Luzon (Sonnerat, McGregor, Worcester); Mindanao (Mearns). India and Ceylon, south to Burmah and Malay Peninsula, east to China and Hainan.
“Adult in breeding plumage.—(September to February). General color pure white; forehead, top of head, fairly long crest, cheeks, and neck covered with dense curly, very soft, pure white feathers, with their black bases more or less visible; hind neck, from crest to upper back, covered with soft grayish brown feathers, forming a mane; upper back, scapulars, and wing-coverts white, tinged, especially on the lesser wing-coverts, with cream-color; winglet, primaries, and primary-coverts brownish black, with the upper surface of the shafts dark; secondaries grayish brown, paler on the outer web and shading into brownish gray on innermost secondaries; an interscapular line down the middle of upper back; lower back, rump, flanks, under tail-coverts, axillars, and under wing-coverts vinaceous; rest of under parts pure white, chest and upper breast tinged with yellow; tail-feathers ashy, paler toward the tips and with dark shafts.

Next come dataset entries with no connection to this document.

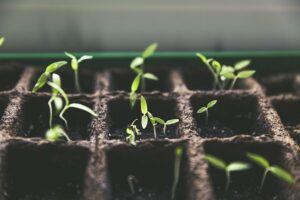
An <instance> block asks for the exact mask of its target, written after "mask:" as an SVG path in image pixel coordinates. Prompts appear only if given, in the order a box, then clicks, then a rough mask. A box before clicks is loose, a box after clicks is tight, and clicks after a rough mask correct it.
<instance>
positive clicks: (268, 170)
mask: <svg viewBox="0 0 300 200" xmlns="http://www.w3.org/2000/svg"><path fill="white" fill-rule="evenodd" d="M247 157H248V158H249V159H250V160H251V161H253V162H254V163H255V164H257V165H259V166H260V167H262V168H263V169H264V170H265V171H264V174H263V177H262V180H261V183H260V190H262V188H263V185H264V182H265V179H266V177H267V174H268V173H269V172H270V173H271V174H273V175H275V176H276V177H278V178H279V179H281V180H283V181H285V182H287V183H289V184H294V183H295V179H294V177H293V176H292V175H291V174H290V173H289V172H287V171H285V170H284V169H282V168H281V167H279V166H276V165H270V162H269V161H268V160H267V159H266V158H264V157H262V156H260V155H258V154H254V153H250V152H249V153H247Z"/></svg>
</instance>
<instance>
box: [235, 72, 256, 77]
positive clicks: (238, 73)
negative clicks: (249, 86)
mask: <svg viewBox="0 0 300 200" xmlns="http://www.w3.org/2000/svg"><path fill="white" fill-rule="evenodd" d="M254 73H255V70H247V71H242V72H239V73H238V75H237V77H238V78H249V77H250V76H252V75H253V74H254Z"/></svg>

Tail composed of 22 feathers. ‘Bill pinkish yellow, the lateral portions of the upper mandible with large bluish black spots; the nail and terminal halves of both mandibles orange-yellow; central portions of sides of lower mandible smeared with bluish black; pouch dull purple, blotched and spotted with bluish black; eyelids and skin round eye orange-yellow; skin in front of eye livid; legs and feet very dark brown; claws yellowish horn; iris stone-white, varying to pale yellow, clouded with brown.’ (Oates.) Length, 1,295 to 1,500; culmen, 320 to 368; wing, 558 to 610; tail, 203 to 421; tarsus, 84 to 96. The female is somewhat smaller than the male, but not conspicuously so.
“Adult in non-breeding plumage (March-August).—Plumage similar to that of the young after the first molt.
“Nestling.—Covered with white down; iris dark brown; bill pale plumbeous; legs china-white; pouch pale bluish white. The down on the wings soon turns to pale rufous; and the scapulars, when they appear, are brown, edged with ferruginous; the wing-coverts, on making their appearance, are furnished with a dense fringe of rufous down, which, however, soon falls off, leaving the feathers with rufous margins; the scapulars are developed very rapidly, and their ferruginous margins are diminished in extent as the bird grows; the down on the head and neck gives place to brownish feathers, and the crest and loose feathers of the mane on the hind neck soon make their appearance.
“The young bird, when fully fledged, retains its first feathers for at least one year, the only change being that the brown colors become darker and the rufous edgings abraded and consequently less marked. The impressed spots on the bill are not indicated till the sixth month, and even at the end of twelve months these spots are quite indistinct, compared with those of the adult bird. Toward the end of the first year a livid spot appears in front of the eyes and soon becomes clearly defined. The nail and the terminal third of the edges of the bill are yellow, legs and toes flesh-color.